Courier has designs on lifting sales - Press Gazette

Courier has designs on lifting sales

The Halifax Evening Courier’s new design, including daily supplements, is ‘fresher cleaner, brighter, younger’ than its old look (top right), according to editor John Furbisher

The Evening Courier in Halifax has launched six supplements and been given a new look to help tackle declining sales.

Editor John Furbisher, who joined the Courier from the Yorkshire Post last July, said local papers had been getting a “caning” from the nationals, but he believed giving readers more than just local news and sport could help stop the sales rot.

“I personally think there’s a problem in the industry where people have been happy to look the other way when circulation figures come up and concentrated instead on the bottom line, which has been healthy,” he said.

“It’s very important for us now to see a sale that’s holding its own or getting bigger.

“Regional papers, including ours, have been getting a caning from the nationals and have not been competing in terms of added value. I’m not saying we can compete like-for-like with the nationals, but if we offer readers a bit more in terms of value and a bit more than just local news and local sport, we stand a chance of keeping more readers and winning a few back.”

In common with other regional dailies, the Courier, which is broadsheet Monday to Friday but tabloid on Saturdays, has seen a gradual sales decline in recent years. In December 1998 its ABC was 29,372; in December 2003 it was 24,894.

Furbisher describes the Johnston Press-owned title’s new look as “fresher, cleaner, brighter, younger”. Page one includes a redesigned masthead, bigger blurbs at the top of the page, all-caps splash headlines and inbrief story tasters at the bottom.

The new sections are:

Sport Today on a Monday, a 16 to 24-page full-colour tabloid pullout.
Buy & Sell Today, a tabloid, free-ads supplement on Tuesdays.
Jobs Today on Wednesdays, which includes an extra broadsheet page of employment-related editorial to lead into the job ads.
Motors Today on Thursdays, a tabloid motoring supplement with more reviews and features.
Property Today on Fridays, a broadsheet supplement including more human interest property stories.
Television Today on Saturdays, an expanded entertainments tabloid that includes cinema, pop music, computers, leisure and clubbing.

The redesign includes a slight increase in the size of body text to answer a long-standing gripe from older readers that it was too small.

On the news side, Furbisher said: “We are now more effective at investigating, campaigning and championing local issues.”
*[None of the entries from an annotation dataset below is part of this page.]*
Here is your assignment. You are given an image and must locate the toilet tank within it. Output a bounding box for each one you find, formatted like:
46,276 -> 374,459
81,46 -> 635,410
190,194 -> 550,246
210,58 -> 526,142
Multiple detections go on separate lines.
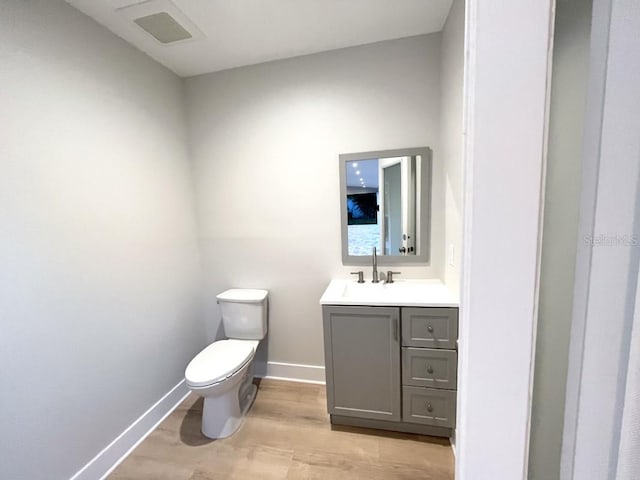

He added: “The tone of the paper is sharper with more attitude, more comment, more edge and I think people are starting to take notice of us as a paper that gets stuck in on behalf of its readers.”

Over the past six months, the Courier’s campaigns have included an investigation that led to restrictions on “irresponsible” cheap drink promotions at bars. Such drink offers had been linked to an increase in town centre crimes.

The paper has also highlighted the “forgotten tragedy” of at least 750 former workers at a local factory who have died of asbestos poisoning.